The paper is organised as follows: in Sect. 2 we outline our methodologies to identify inconsistencies and infer potential structural deficiencies that may cause them. In Sects. 3.1 to 3.3, we evaluate the model's performance against in-situ observations across the parametric space. In Sect. 3.4 to 3.6, we apply observational constraints and examine the inconsistencies that arise. In Sect. 4, we identify priorities for structural model development and discuss how this approach could be used more broadly to support uncertainty reduction in Earth system modelling.
We use the PPE and statistical emulation methodology described in Regayre et al. (2023). In Sect. 2.1, we summarise the components of the model configuration that are relevant to the study. Section 2.2 presents the measurements used to compute model bias. In Sect. 2.3, we outline how the main causes of parametric uncertainty were identified for each model grid box, and in Sect. 2.4, how this information informed the spatial clustering of the study region. Section 2.5 then details the calculation of model bias within each cluster, while Sect. 2.6 explains our approach to applying observational constraints. Finally, Sect. 2.7 defines the types and severities of observational inconsistency considered.
2.1 Experimental design
2.1.1 Model version
The PPE used here was created using version 1 of the UKESM (UKESM1; Sellar et al., 2019), which is based on the HadGEM3-GC3.1 physical climate model (Williams et al., 2018) and includes coupling to the United Kingdom Chemistry and Aerosol (UKCA) model (Archibald et al., 2020). Simulations were run using the atmosphere-only configuration, UKESM1-A, which consists of the GA7.1 atmosphere (Walters et al., 2019) with additional updates to aerosol, cloud, and atmospheric structure as described in Mulcahy et al. (2020). The model resolution is N96 (1.875° × 1.25°, or approximately 208 km × 139 km at the Equator), with 85 vertical levels extending up to 85 km. Horizontal winds above approximately 2 km were nudged towards ERA-Interim reanalysis data for the period December 2016 to November 2017. Sea surface temperatures and sea ice were prescribed for the same period.

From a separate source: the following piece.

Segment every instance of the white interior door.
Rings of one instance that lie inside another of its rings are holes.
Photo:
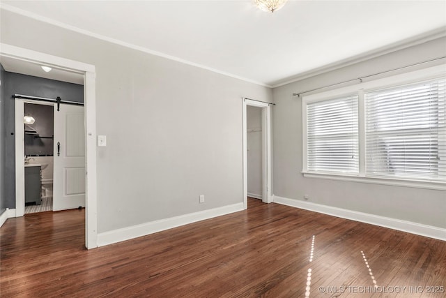
[[[53,210],[85,207],[84,107],[54,105]]]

Each PPE member was forced using anthropogenic SO2 emissions from the years 2014 and 1850, consistent with those used in CMIP6 (Eyring et al., 2016). Emissions of carbonaceous aerosol from residential and fossil fuel sources followed CMIP6 data for 1850, while present-day carbonaceous aerosol from biomass burning sources were prescribed using Copernicus Atmosphere Monitoring Service (CAMS) data for December 2016 to November 2017. Monthly mean output from a fully coupled UKESM simulation was used to prescribe ocean surface concentrations of dimethylsulfide (DMS) and chlorophyll, as well as atmospheric concentrations of gas-phase species, including OH and O3. Volcanic SO2 emissions included continuous and sporadic sources (Andres and Kasgnoc, 1998) and emissions from explosive eruptions (Halmer et al., 2002). Aerosol number concentrations were calculated prognostically using the GLOMAP-mode aerosol scheme (Mann et al., 2010, 2012), which represents five log-normal modes and includes sulfate, sea salt, black carbon, and organic carbon, internally mixed within each mode.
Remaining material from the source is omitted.